Шрифт:
На похороны в Англию прибыли главы государств со всей Европы: король Норвегии Хаакон VII, король Болгарии Фердинанд, король Португалии Мануэль II, кайзер Германии Вильгельм II, король Швеции Густав V, король Бельгии Альберт и король Дании Фредерик VII. Медали, сабли, украшенные вышивкой обшлага, высокие, до колена, и отполированные до блеска сапоги. Газеты опубликовали фотографии с королевских похорон: король Испании Альфонсо сидит в первом ряду рядом с новым английским монархом, королем Георгом V. На вопрос Георга о состоянии своей кузины Альфонсо ответил, что она здорова и передает свои извинения за то, что не смогла приехать. Это не было правдой. Она хотела приехать, но со здоровьем у нее было далеко не ладно. Ребенок едва шевелился.

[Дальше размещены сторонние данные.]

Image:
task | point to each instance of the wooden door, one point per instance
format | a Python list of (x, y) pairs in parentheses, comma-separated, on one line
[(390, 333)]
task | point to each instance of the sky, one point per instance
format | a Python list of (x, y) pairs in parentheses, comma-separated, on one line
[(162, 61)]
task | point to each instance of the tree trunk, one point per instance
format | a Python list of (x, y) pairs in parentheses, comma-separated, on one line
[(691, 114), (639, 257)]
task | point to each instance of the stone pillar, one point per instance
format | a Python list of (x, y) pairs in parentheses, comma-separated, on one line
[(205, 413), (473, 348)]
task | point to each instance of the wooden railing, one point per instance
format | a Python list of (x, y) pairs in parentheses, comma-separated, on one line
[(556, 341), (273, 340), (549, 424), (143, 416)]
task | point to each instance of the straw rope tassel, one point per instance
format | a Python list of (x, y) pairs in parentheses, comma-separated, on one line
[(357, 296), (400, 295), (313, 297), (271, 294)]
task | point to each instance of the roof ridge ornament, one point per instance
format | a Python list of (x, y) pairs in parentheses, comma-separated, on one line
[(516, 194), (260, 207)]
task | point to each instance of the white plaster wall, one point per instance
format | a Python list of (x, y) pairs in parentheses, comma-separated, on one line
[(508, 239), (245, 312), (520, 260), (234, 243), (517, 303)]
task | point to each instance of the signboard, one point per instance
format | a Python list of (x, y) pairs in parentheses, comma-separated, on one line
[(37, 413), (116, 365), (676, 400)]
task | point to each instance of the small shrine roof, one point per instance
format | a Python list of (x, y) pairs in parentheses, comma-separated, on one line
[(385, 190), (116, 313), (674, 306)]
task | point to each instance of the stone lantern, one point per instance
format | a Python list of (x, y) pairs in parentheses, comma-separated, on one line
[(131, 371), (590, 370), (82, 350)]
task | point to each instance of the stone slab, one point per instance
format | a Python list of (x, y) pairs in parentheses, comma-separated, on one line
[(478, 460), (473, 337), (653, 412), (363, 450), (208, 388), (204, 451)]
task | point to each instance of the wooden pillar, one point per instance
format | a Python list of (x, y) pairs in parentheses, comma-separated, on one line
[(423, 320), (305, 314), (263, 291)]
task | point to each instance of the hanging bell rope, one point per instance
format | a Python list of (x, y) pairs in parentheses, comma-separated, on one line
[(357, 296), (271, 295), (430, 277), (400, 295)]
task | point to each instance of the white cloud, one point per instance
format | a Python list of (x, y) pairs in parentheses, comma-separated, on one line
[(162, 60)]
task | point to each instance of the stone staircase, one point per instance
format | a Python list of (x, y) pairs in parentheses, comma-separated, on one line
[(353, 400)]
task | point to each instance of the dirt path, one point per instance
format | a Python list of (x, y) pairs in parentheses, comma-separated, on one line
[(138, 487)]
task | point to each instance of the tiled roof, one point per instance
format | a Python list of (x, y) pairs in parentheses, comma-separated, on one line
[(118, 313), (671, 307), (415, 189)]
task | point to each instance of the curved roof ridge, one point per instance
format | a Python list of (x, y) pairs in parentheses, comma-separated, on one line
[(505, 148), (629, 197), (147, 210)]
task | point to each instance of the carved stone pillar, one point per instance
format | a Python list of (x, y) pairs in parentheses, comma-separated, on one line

Погода к тому же не обещала ничего хорошего. Народ во всем винил комету Галлея, этакую полоску в ночном небе, еще одно грозное предзнаменование. Позднее, когда силы Альфонсо ослабнут, а паранойя усилится, он обвинит во всем месяц май. Именно в мае он и его невеста чуть не были убиты. («Но и месяц, когда мы поженились, — напоминала ему Эна, — тоже май».) В мае их первенец Альфонсито едва не умер от кровотечения во время обрезания. («Но это был и месяц его рождения, и он жив», — говорила она ему один на один, так как никогда не осмеливалась поправлять его на людях.)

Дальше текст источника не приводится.